Three-dimensional hierarchical SnO2 dodecahedral nanocrystals with enhanced humidity sensing properties

Abstract

One-step hydrothermal method was adopted to synthesize tin dioxide (SnO2) nanostructures with different morphologies, i.e., three-dimensional (3D) hierarchical SnO2 dodecahedral nanocrystals (DNCs), 3D hierarchical SnO2 nanorods (NRs), and SnO2 nanoparticles (NPs). The humidity sensors based on the as-synthesized nanostructures were produced to investigate the relationship between morphology and humidity sensing property.
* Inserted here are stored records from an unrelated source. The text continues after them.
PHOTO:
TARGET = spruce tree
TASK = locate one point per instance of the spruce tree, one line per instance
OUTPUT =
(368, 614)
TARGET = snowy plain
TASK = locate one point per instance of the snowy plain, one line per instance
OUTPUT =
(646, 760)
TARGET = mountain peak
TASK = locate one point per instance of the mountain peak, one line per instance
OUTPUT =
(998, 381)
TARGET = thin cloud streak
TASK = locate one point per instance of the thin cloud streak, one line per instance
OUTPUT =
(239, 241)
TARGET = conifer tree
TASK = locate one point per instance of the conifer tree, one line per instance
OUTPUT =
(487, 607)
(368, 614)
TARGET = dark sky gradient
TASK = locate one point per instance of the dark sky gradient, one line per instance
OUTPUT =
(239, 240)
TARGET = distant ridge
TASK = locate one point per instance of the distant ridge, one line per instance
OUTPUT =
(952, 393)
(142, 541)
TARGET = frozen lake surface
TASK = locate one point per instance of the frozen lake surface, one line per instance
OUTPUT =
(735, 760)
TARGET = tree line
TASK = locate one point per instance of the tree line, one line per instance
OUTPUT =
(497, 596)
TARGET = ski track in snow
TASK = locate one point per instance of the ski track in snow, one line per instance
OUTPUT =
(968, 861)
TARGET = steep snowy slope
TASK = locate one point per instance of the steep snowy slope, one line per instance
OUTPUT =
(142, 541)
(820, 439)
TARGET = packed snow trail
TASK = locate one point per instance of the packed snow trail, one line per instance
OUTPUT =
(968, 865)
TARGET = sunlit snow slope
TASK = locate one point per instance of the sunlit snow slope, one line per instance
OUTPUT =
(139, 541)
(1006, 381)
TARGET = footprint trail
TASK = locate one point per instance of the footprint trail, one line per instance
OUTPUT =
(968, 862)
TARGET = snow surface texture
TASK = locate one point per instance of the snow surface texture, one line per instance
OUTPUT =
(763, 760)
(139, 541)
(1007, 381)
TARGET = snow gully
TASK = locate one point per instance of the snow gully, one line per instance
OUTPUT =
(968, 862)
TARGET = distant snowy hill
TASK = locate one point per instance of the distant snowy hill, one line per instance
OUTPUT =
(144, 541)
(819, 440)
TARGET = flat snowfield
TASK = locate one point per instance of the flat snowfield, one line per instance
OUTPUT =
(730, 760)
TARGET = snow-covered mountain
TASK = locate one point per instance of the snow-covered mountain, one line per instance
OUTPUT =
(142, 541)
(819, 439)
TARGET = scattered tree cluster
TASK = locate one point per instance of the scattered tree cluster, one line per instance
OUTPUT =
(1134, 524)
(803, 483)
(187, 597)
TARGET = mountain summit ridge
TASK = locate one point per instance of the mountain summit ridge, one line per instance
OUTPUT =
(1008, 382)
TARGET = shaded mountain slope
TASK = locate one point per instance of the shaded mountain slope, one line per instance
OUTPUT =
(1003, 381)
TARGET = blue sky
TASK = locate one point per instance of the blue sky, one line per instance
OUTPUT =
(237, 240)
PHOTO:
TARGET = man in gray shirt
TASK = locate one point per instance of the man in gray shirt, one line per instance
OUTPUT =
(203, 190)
The nanosensor based on 3D hierarchical SnO2 DNCs exhibited superior humidity sensing properties compared to those based on 3D hierarchical SnO2 NRs and SnO2 NPs. The enhanced sensing properties for SnO2 DNCs are attributed to the peculiar 3D open nanostructures and high chemical activity of the exposed {101} facets. The 3D open nanostructures can promote the penetration and diffusion of water molecules, and the exposed {101} facets can improve the adsorption ability of water molecules. Furthermore, density functional theory (DFT) calculations were performed to further confirm that {101} facets can adsorb more water molecules than {110} facets. Our results demonstrate that morphology and surface engineering is an effective strategy to enhance the humidity sensing properties of nanomaterials.